As advisors age, many assume that the options for their business life are dwindling…Yet that couldn’t be further from the truth.
Certainly, none of us are getting any younger—and no one wants to make their life more challenging as they edge closer to what could be the cusp of their career.
Yet, as the industry landscape continues to evolve and traditional brokerage firms become more controlling, many seasoned advisors “dream” about a professional life where they can have greater freedom, flexibility and control over their business.
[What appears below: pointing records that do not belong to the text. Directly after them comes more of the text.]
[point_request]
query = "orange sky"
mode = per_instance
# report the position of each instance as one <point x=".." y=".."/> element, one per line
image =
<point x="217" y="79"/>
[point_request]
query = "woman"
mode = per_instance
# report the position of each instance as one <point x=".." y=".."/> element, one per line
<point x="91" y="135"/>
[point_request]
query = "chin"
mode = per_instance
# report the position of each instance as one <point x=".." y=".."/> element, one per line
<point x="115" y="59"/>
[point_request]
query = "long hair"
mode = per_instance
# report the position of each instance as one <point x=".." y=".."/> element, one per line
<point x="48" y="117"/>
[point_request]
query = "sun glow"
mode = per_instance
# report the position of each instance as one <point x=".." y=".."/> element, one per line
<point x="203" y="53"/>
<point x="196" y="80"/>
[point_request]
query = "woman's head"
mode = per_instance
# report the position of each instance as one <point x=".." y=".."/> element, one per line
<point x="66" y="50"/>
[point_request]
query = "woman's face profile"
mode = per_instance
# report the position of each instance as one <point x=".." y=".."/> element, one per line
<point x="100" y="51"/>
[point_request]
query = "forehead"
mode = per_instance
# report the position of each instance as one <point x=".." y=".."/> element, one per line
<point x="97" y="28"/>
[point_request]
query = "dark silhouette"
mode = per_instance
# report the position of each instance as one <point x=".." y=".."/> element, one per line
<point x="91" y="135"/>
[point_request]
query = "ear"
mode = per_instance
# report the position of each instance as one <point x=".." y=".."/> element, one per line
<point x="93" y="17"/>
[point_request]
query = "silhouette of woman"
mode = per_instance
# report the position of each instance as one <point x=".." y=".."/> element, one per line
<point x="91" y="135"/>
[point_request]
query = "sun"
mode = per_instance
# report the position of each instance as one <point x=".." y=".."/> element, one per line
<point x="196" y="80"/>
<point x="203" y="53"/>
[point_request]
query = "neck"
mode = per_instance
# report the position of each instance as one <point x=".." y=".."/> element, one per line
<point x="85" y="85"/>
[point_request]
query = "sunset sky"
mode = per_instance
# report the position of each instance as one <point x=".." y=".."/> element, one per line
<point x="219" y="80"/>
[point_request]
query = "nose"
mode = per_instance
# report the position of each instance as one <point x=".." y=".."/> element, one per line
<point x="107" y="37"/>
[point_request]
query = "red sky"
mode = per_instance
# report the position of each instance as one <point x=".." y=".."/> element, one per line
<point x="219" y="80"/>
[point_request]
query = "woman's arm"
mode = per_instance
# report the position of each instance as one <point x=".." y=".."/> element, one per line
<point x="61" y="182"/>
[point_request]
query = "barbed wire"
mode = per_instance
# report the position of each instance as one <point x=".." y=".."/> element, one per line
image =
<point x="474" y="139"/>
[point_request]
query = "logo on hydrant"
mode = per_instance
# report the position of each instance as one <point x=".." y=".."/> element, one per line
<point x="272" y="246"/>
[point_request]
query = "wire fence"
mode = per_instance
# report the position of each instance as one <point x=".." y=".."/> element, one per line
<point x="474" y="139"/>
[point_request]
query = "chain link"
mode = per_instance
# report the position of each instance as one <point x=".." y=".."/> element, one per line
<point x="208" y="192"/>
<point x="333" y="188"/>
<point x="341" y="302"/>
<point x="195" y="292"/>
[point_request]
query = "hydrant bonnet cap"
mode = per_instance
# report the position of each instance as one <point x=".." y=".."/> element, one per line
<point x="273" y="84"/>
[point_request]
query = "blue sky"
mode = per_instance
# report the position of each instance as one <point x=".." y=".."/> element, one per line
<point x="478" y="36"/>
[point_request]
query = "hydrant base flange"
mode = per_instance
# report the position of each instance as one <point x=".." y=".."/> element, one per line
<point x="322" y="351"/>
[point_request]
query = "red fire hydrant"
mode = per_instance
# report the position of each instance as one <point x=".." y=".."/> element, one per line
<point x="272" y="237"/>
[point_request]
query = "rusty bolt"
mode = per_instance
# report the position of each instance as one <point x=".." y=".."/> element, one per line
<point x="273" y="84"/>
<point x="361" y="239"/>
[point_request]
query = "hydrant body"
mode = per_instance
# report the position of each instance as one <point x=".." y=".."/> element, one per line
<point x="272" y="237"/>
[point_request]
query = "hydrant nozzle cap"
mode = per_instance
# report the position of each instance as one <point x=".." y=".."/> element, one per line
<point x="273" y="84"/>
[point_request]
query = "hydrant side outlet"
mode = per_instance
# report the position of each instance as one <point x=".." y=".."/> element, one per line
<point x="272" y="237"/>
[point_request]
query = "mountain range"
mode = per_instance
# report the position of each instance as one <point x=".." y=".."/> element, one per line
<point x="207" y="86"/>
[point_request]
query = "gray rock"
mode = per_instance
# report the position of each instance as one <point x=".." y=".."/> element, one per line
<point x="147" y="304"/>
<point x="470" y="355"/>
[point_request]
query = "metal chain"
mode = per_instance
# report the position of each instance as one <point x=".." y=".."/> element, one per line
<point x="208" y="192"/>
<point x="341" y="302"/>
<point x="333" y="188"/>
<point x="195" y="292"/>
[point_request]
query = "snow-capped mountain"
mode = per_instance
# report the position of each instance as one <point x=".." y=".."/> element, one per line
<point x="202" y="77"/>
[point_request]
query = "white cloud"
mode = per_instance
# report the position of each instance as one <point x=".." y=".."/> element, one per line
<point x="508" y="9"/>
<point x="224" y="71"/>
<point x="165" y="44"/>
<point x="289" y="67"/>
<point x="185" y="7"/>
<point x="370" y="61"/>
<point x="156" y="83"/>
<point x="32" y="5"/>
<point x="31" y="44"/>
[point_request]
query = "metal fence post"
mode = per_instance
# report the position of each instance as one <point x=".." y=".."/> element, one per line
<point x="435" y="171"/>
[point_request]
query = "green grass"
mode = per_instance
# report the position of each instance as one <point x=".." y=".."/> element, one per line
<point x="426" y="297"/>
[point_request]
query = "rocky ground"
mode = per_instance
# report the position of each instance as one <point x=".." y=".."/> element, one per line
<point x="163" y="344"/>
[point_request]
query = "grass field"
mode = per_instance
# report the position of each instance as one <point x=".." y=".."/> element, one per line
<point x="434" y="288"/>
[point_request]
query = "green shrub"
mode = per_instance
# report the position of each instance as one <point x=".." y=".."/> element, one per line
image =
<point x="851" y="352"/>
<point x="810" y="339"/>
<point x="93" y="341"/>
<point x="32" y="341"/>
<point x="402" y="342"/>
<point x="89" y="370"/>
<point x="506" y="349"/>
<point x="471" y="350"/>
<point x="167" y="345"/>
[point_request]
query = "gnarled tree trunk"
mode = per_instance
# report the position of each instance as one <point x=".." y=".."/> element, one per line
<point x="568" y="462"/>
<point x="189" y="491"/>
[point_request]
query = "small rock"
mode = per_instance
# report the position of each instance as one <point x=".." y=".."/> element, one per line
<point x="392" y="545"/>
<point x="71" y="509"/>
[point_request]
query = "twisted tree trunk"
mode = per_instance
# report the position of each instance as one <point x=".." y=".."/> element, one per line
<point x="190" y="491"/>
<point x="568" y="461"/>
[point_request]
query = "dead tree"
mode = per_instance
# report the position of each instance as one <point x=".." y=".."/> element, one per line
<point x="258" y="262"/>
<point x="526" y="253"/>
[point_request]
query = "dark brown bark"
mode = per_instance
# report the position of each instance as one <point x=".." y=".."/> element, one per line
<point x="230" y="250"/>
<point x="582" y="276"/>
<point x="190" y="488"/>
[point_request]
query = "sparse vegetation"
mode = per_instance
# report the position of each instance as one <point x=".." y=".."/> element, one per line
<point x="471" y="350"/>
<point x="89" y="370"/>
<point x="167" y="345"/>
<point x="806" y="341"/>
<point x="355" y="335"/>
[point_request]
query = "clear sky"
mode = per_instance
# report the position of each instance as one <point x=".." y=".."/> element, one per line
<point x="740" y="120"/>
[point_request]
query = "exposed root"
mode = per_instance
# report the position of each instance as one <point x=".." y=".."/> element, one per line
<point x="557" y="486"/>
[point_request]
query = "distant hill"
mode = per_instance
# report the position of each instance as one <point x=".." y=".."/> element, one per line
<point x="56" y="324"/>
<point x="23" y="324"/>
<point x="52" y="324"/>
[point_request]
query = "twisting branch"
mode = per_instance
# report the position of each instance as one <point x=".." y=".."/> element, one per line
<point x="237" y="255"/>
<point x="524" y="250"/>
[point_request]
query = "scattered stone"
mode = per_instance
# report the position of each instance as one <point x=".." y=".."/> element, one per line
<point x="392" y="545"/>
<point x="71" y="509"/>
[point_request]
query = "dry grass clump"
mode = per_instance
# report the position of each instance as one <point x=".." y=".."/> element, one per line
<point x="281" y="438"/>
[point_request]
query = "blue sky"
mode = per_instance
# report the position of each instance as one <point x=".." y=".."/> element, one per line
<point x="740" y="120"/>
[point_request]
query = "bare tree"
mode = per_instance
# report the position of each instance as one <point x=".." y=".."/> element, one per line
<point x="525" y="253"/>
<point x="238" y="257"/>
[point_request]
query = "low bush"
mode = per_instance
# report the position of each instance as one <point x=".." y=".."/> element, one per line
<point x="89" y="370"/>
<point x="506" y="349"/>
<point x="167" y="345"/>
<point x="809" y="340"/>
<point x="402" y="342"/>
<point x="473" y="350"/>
Yet they are bothered by the belief that it may be “too late” for them to ever consider realizing it.
But as more and more wirehouse firms look for ways to lock-down the remaining years of their advisors’ careers via enhanced sunset programs, before they sign on the dotted line, advisors are reconsidering their options.
An expanded landscape with plenty of turnkey models to choose from, along with the ability to “design” one’s own sunset plan, has made independence the destination of choice for many of these high-quality advisors and teams—no matter their age, amount of AUM, or type of business.
Yet, still, the question comes up: “Am I too old to go independent?”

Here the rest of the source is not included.